Microsoft intends its new Windows Azure Services Platform to be a serious cloud computing platform for a broad range of developers and scenarios, from lone developers starting up a new Web-based company on a shoestring to large teams of enterprise developers looking for high-performance, highly available, and scalable Web sites, computing, and storage. A few years out, Microsoft wants Azure to be seen as the preferred location for enterprise data, not as a business risk. It's off to a good start.
There's a tremendous amount of capability being presented in the Azure CTP (Community Technology Preview), and there's more to come. It goes beyond simple Web hosting to a flexible architecture designed to automatically enlist additional resources in response to demand. There are capabilities here that I haven't seen in competing cloud offerings -- for example, workflows. The Azure team has picked and chosen existing Microsoft technologies -- virtual servers, the .Net Framework, IIS, worker processes, databases, queues, enterprise service bus, workflows, authentication, and so on -- and adapted them to the cloud.
[ See the Test Center's deep dive into Amazon Web Services, tour of Amazon Elastic Compute Cloud, Google App Engine, AppNexis, and GoGrid, as well as reviews of hosted Web application development environments Coghead and Caspio Bridge. ]
One very promising note is how these services are tied together. The Microsoft of 10 years ago would have created proprietary interfaces to exclude its competitors from taking advantage of its technologies. The Azure team used open standards: REST, SOAP, Atom, and the like. This inclusive choice opens the Azure services to easy integration with almost any programming language and operating system.

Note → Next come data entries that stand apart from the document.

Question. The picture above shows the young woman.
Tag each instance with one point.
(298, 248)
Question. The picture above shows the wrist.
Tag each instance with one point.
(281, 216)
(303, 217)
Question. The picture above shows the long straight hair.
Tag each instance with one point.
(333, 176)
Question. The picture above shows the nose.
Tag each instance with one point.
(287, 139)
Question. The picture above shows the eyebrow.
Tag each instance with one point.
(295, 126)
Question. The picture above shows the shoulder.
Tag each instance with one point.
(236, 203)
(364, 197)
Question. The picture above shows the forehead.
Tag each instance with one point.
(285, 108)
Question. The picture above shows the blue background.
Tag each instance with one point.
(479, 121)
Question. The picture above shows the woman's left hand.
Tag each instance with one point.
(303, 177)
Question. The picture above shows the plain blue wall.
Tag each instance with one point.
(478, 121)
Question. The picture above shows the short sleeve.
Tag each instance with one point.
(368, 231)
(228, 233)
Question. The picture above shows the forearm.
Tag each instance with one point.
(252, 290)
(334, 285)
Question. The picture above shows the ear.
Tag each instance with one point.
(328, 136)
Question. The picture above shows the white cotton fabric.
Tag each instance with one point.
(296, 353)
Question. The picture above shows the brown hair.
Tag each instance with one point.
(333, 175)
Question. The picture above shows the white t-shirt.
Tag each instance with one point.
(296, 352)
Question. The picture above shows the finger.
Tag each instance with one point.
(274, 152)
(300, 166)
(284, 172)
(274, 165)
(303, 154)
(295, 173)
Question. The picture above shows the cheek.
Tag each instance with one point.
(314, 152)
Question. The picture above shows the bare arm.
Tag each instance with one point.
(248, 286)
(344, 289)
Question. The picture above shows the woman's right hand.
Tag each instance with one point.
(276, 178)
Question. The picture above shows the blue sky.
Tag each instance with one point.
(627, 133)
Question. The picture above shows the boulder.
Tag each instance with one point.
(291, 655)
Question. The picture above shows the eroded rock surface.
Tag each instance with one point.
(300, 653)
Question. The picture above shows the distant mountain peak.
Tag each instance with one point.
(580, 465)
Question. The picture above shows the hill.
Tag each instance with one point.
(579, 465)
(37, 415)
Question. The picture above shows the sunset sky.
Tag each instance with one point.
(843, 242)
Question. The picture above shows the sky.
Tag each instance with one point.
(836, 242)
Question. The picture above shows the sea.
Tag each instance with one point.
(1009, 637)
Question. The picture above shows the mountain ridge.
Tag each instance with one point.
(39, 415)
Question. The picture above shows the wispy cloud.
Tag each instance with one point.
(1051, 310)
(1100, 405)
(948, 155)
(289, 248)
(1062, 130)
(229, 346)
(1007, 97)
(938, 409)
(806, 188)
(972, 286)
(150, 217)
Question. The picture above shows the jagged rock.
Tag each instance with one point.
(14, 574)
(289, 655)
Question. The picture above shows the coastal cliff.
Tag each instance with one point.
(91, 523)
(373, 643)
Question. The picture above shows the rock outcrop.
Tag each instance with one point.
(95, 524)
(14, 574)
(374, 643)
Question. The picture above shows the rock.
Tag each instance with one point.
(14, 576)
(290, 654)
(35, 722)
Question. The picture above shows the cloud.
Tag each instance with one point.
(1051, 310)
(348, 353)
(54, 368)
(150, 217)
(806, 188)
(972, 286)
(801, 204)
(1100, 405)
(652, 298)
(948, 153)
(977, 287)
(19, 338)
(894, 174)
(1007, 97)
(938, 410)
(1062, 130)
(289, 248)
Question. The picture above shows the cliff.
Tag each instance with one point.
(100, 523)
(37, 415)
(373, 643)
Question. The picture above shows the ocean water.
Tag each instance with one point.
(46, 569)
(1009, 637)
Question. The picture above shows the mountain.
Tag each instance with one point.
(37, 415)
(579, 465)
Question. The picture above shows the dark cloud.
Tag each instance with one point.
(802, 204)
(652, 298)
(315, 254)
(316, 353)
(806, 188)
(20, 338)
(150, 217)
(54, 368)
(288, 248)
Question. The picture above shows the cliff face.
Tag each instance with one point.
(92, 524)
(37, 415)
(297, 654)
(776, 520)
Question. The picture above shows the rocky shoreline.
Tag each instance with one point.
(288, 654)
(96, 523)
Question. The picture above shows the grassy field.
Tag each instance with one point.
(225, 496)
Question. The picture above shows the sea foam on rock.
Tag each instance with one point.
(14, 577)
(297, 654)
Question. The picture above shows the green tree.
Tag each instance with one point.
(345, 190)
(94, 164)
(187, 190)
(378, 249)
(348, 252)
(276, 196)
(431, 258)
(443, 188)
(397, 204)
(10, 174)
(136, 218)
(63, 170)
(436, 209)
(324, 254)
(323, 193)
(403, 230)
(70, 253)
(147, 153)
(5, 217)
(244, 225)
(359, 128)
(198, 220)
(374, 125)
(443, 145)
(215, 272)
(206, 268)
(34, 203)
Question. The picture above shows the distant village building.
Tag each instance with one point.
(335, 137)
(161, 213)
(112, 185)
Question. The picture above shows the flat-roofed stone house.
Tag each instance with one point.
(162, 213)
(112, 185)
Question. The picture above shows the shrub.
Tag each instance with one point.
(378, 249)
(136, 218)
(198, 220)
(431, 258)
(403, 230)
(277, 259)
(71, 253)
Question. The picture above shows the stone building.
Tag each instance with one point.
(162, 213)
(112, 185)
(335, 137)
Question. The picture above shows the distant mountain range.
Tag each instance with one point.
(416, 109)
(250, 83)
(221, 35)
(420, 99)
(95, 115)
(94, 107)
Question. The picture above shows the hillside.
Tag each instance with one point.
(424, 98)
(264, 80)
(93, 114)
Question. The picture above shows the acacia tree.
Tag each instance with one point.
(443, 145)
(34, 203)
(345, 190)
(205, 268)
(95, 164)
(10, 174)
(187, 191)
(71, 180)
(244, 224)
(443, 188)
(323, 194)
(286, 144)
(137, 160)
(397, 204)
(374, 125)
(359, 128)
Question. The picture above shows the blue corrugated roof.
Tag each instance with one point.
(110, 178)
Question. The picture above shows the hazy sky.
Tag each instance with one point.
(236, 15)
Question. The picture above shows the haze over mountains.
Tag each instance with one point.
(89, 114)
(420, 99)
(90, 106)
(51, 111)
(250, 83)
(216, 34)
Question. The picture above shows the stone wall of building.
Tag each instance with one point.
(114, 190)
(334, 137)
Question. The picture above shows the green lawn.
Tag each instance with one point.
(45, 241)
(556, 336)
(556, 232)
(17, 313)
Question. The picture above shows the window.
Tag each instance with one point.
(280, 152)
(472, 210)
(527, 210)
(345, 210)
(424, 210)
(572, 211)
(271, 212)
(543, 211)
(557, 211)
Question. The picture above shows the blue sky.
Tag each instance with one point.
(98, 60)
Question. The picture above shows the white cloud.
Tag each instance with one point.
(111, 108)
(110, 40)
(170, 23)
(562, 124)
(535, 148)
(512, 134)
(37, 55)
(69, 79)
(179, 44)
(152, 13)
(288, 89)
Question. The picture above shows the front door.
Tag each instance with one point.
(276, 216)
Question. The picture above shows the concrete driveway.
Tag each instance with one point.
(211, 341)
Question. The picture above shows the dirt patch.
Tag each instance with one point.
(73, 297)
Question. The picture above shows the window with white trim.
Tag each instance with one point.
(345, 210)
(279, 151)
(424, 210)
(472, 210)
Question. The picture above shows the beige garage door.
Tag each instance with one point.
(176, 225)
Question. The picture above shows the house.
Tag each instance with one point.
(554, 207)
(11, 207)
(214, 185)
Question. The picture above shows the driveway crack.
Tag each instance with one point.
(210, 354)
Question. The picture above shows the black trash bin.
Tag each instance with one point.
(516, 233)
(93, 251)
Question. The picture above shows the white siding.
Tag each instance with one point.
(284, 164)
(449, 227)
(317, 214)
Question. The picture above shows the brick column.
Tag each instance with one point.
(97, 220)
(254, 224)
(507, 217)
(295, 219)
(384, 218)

Another promising note is how, while breaking new ground, the Azure team made the programming model familiar to developers who have worked with the .Net Framework. You don't have to learn a new programming language or IDE to work with Azure. If you know Visual Studio and C# or Visual Basic .Net, you're good to go, now with relatively little effort. Using other .Net languages and tools is possible but not as well documented. Although using unmanaged code is not yet allowed, it will be in the future.
It took me a couple of weeks of dabbling with Azure an hour at a time to "get it." Part of my problem was that I was overwhelmed by the amount of seemingly independent functionality available. Once I realized that what I was learning was a carefully designed, scalable SOA tied together with RESTful APIs, it began to gel for me. I would expect that any moderately experienced .Net developer with some SOA experience could be somewhat productive with Azure after a few days of concentrated work and fluent in a few weeks.